AbstractsBiology & Animal Science

Mechanisms of interaction between obesity and ischaemic stroke

by Michael Haley




Institution: University of Manchester
Department:
Year: 2014
Keywords: obesity; stroke; metabolomics; metabolism; blood-brain barrier
Record ID: 1406714
Full text PDF: http://www.manchester.ac.uk/escholar/uk-ac-man-scw:217538


Abstract

Obesity is an independent risk factor for ischaemic stroke and may worsen stroke outcome. Therefore, the objective of this thesis was to identify potential interactions between obesity and stroke, with particular focus on inflammatory mechanisms.Ischaemic stroke was surgically induced in obese (ob/ob) and control (ob/-) mice by middle cerebral artery occlusion (MCAO). Outcome was worse in ob/ob mice, which showed rapid and severe ischaemic and vascular damage, characterised by blood vessel haemorrhage as early as 30 minutes post-stroke. The early vascular damage is likely an important driver of subsequent ischaemic damage by exacerbating inflammation in the brain. Assessment of systemic inflammation in ob/ob mice found that stroke had triggered a deregulated inflammatory response in the plasma, spleen, liver and bone marrow, and increased adipose tissue inflammation.Increased vascular damage was hypothesised to mediate the worse outcome found in obese rodents. The structural and inflammatory state of the vasculature was therefore assessed in ob/ob mice prior to and after stroke. Prior to stroke, increased vascular inflammation was found in ob/ob mice, though no differences in tight junction expression or structural alterations were noted. Stroke resulted in vascular damage that was similar on structural and molecular levels between genotypes, though ob/ob mice showed an increase in transcytosis in endothelial cells which may mediate their enhanced blood-brain barrier breakdown.Some studies have found obese patients have better outcome after stroke, perhaps because they are protected from detrimental post-stroke weight loss.

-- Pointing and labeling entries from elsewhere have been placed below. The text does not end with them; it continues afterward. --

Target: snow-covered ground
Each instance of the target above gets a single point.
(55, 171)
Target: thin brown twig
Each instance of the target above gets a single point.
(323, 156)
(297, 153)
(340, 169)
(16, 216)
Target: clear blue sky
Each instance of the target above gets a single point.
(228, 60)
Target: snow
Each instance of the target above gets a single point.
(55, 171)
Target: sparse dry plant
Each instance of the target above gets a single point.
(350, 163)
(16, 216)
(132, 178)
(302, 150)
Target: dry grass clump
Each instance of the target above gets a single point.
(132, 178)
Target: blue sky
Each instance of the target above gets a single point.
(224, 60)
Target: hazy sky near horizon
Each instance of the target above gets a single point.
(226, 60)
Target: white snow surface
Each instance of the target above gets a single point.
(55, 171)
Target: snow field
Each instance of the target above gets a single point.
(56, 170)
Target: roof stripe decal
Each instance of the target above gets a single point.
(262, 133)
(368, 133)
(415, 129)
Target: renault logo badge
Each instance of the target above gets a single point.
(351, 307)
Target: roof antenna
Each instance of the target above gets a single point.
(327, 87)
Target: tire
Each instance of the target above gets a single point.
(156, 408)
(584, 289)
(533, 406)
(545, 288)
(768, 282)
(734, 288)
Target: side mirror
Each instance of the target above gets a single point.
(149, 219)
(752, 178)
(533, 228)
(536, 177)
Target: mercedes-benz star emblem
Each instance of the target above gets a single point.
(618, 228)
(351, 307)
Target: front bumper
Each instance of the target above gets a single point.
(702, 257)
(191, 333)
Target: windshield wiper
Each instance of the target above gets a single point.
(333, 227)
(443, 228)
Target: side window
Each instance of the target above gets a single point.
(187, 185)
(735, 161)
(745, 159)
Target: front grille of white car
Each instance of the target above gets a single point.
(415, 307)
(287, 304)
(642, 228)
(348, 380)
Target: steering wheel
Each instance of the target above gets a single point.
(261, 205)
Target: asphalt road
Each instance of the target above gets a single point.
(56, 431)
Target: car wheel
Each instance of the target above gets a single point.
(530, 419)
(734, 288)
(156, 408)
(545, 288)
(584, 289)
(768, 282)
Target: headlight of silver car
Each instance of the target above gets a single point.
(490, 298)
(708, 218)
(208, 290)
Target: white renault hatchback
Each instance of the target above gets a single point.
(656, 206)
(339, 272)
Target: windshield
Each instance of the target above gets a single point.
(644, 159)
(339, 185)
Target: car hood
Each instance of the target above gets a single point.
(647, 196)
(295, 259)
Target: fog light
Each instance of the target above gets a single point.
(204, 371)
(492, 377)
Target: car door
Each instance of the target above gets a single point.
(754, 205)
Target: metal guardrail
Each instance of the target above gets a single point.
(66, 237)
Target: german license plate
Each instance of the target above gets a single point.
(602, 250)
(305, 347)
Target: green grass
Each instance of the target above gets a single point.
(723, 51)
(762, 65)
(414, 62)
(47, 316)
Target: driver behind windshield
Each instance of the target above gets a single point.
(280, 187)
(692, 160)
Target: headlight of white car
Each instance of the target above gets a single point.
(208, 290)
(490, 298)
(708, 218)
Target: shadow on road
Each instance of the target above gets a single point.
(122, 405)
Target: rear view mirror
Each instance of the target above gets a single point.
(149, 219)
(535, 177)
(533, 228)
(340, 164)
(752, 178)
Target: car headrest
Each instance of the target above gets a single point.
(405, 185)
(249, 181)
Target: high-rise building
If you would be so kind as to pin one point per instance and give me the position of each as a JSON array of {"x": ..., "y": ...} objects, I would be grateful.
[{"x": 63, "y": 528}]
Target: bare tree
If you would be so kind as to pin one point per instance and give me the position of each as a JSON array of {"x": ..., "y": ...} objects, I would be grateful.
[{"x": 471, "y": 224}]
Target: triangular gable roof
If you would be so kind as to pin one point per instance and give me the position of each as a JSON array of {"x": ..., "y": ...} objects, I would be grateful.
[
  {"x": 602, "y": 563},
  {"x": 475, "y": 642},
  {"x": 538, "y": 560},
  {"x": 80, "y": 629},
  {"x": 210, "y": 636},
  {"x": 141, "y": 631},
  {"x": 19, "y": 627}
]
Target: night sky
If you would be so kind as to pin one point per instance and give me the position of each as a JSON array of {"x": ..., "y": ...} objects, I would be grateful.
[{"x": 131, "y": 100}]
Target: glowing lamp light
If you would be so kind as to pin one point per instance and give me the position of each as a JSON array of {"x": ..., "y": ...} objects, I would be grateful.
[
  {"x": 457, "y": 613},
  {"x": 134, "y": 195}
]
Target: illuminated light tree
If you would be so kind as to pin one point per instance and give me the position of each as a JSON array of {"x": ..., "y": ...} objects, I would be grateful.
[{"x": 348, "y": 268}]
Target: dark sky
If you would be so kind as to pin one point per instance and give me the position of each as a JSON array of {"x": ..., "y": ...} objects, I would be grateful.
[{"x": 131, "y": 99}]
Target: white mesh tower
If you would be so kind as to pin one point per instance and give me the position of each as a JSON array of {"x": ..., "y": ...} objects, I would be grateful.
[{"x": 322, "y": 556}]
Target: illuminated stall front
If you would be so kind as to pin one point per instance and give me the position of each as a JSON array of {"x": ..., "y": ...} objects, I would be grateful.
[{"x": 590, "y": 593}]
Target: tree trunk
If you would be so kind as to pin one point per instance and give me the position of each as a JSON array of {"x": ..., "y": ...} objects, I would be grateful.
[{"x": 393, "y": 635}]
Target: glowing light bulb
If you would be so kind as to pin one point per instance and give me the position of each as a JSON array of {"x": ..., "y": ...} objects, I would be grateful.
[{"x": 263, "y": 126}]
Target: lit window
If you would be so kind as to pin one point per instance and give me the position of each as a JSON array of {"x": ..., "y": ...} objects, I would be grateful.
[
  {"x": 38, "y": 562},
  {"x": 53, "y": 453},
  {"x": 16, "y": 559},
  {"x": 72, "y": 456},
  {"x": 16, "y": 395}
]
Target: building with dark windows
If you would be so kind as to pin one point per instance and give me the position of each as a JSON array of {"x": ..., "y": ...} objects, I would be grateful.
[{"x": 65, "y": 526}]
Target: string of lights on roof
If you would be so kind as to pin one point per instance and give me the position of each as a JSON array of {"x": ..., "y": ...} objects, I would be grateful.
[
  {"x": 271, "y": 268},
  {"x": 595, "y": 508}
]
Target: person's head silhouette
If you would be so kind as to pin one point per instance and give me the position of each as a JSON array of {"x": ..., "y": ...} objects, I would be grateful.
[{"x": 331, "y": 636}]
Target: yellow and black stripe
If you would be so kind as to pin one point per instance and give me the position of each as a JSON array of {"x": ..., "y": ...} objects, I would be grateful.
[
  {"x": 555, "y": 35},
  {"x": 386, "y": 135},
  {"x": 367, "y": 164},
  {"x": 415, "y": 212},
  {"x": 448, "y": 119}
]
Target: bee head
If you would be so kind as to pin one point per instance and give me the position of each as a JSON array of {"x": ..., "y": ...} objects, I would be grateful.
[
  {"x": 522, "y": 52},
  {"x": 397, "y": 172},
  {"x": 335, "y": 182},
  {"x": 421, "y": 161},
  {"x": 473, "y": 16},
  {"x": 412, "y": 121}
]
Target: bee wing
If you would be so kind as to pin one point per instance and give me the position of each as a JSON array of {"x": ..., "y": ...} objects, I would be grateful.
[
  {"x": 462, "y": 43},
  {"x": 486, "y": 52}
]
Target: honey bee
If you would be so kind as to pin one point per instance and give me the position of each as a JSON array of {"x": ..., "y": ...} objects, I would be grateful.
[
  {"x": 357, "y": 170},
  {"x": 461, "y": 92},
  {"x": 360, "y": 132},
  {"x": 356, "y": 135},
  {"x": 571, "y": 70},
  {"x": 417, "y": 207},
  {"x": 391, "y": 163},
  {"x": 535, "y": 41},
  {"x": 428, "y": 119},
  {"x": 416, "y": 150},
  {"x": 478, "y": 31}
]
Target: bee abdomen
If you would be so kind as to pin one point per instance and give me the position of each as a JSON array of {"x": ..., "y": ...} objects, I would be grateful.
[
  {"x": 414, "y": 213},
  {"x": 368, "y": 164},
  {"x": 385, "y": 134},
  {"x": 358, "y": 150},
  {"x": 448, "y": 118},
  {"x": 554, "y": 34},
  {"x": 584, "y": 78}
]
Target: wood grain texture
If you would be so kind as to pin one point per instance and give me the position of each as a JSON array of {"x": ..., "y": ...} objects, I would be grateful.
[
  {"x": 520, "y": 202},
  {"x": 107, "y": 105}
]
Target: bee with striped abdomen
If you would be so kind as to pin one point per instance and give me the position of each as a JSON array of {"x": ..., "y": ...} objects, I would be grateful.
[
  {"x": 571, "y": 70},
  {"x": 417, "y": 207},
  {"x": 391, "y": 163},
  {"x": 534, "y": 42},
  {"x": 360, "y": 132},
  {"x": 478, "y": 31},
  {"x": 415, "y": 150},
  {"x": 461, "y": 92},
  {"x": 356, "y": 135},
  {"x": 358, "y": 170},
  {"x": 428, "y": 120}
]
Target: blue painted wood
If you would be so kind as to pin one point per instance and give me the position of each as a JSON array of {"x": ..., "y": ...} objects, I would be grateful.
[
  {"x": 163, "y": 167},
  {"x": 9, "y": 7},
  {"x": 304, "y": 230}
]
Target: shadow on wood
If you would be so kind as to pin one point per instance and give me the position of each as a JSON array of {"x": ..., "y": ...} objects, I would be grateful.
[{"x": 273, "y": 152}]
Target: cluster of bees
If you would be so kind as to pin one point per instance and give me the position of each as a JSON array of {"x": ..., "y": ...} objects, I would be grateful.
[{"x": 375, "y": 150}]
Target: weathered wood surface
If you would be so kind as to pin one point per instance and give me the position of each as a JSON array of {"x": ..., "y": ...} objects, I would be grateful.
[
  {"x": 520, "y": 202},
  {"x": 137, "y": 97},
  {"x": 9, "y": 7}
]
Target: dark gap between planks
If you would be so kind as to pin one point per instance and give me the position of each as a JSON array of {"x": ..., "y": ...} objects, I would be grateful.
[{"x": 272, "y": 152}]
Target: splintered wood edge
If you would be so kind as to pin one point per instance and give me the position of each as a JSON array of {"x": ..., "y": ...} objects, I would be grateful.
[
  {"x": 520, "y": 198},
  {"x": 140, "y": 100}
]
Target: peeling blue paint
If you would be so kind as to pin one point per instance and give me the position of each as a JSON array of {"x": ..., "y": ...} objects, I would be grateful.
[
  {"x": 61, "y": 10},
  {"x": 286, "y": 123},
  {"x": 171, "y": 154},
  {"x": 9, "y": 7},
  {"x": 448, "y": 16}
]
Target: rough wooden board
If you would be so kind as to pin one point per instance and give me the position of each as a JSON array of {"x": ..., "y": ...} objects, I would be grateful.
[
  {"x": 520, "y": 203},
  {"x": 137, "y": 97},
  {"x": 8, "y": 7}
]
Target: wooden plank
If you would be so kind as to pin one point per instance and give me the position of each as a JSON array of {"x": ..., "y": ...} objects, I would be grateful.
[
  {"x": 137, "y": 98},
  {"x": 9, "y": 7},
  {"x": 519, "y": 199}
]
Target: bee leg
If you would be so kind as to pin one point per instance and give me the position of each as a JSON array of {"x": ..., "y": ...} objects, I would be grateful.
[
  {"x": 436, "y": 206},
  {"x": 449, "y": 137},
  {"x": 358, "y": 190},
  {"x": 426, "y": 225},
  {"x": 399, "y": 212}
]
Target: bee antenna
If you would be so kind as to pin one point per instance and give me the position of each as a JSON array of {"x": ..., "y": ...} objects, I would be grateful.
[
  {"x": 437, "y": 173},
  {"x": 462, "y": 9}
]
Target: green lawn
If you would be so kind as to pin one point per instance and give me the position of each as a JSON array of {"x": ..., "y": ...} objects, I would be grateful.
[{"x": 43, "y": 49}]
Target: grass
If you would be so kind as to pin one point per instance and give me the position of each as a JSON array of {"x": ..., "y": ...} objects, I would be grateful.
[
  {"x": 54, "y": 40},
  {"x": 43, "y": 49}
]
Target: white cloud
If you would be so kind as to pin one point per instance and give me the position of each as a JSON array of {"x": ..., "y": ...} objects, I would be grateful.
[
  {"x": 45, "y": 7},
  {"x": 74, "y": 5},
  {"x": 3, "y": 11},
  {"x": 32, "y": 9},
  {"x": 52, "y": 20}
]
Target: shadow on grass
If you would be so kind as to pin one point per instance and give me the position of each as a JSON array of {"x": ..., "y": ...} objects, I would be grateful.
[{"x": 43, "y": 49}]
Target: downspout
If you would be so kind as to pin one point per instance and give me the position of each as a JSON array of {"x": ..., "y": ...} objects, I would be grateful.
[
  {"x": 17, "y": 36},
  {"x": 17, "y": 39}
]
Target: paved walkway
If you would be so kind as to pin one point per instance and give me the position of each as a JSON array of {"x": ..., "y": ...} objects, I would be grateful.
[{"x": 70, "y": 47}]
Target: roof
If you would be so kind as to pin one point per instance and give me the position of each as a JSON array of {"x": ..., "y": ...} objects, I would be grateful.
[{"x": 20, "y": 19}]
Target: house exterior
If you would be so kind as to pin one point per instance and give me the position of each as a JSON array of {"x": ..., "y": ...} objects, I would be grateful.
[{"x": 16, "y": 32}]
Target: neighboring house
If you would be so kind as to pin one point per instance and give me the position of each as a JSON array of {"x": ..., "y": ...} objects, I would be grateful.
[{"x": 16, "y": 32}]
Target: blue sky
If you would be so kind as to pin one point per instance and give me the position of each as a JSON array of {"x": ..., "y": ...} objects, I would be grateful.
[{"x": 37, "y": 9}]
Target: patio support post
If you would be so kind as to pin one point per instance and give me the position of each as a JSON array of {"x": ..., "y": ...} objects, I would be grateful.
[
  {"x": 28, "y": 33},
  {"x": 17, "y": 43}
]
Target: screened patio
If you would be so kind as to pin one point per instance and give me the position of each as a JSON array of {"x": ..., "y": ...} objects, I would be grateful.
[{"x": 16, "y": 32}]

The metabolic response to MCAO was therefore assessed, with ob/ob mice showing altered lipid metabolism post-stroke, such as increased fatty acid release from adipose tissue into the plasma. The potential role of fatty acid release in triggering adipose inflammation was also assessed in adipose tissue explants, though limited evidence for an inflammatory response to lipolysis was found.Overall, these findings suggest rapid and enhanced vascular damage may drive worse stroke outcome in ob/ob mice, as may their altered immunological and metabolic states.